I need to serialize a java object which might change later on, like some of the variables can be added or removed. What are the pit falls of such an approach and What precautions should I take, if this remains the only way out.
You definitely need to add a serialVersionUID field right from the beginning.
Changes might make the serialized objects incompatible. Adding and removing fields can cause the violation of class contracts (up to the point of Exceptions being thrown) when deserializing instances where the field was not present in a class version that expects it to be - the field is set to the type's default value in that case; the most likely problems are NullPointerExceptions. This can be averted by implementing readObject() and writeObject(). Other changes (such as changing a field's type) can cause the deserialization to fail entirely.
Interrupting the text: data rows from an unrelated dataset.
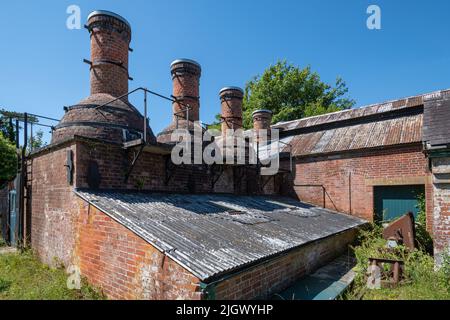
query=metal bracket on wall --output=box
[125,144,145,183]
[209,164,224,189]
[259,175,275,191]
[164,156,177,186]
[64,150,73,185]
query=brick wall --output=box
[212,229,356,300]
[29,144,78,265]
[285,145,433,225]
[432,158,450,265]
[74,199,201,300]
[76,138,234,193]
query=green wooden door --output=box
[374,185,425,221]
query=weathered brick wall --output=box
[432,158,450,265]
[76,142,234,193]
[284,145,433,225]
[213,229,356,300]
[30,144,77,266]
[74,199,201,300]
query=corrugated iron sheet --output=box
[76,190,365,281]
[282,114,423,156]
[272,90,428,130]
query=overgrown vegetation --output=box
[344,225,450,300]
[0,132,17,187]
[0,252,104,300]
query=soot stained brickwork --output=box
[22,11,450,299]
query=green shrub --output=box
[344,225,450,300]
[0,251,104,300]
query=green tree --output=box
[209,61,355,128]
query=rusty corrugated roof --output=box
[76,190,366,281]
[272,90,450,156]
[282,114,423,156]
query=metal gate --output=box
[8,190,18,247]
[374,185,425,221]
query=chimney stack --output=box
[170,59,202,122]
[252,109,273,140]
[158,59,202,143]
[87,10,131,101]
[219,87,244,136]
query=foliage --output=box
[0,133,17,184]
[344,225,450,300]
[0,252,104,300]
[236,61,355,128]
[415,194,433,254]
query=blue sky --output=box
[0,0,450,142]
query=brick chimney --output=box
[87,10,131,100]
[52,10,156,143]
[158,59,202,143]
[219,87,244,136]
[170,59,202,121]
[252,109,272,140]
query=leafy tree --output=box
[211,61,355,128]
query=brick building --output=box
[1,11,450,299]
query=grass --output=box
[0,252,104,300]
[343,225,450,300]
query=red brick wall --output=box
[29,144,78,265]
[294,145,433,228]
[213,229,356,300]
[432,158,450,265]
[74,200,201,300]
[76,142,234,193]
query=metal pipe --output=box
[16,119,20,150]
[18,112,28,246]
[28,113,59,122]
[144,90,147,143]
[30,123,33,152]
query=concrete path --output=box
[275,255,355,300]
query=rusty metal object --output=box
[369,258,405,286]
[383,212,416,250]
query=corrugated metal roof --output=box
[76,190,365,281]
[281,114,423,156]
[272,90,432,130]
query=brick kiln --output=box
[12,11,448,299]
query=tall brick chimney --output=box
[158,59,202,142]
[52,10,156,143]
[252,109,273,140]
[87,11,131,97]
[219,87,244,135]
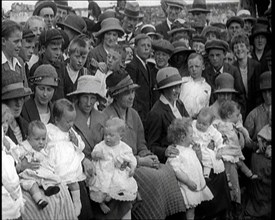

As Michael pointed out Java provides some support for serialization with java.io.Serializable. The main problem with the Java support is that versioning is clunky and requires to user to deal with it.
Instead I would recommend something like Googles Protocol Buffers or Apache Thrift. For both you define the object in a very simple language and then they will generate the serialization code for you. Both also handle all the versioning for you such that you don't have to worry about if you are reading an old or a new version of the object.
For example if you have a type foo() which has a field bar and you write a bunch of foo objects to disk. Then some time later you add a field baz to foo and write a few more foo objects to disk. When you read them back they will all be foo objects, it will seem as if all of the original foo objects simply never set their baz field.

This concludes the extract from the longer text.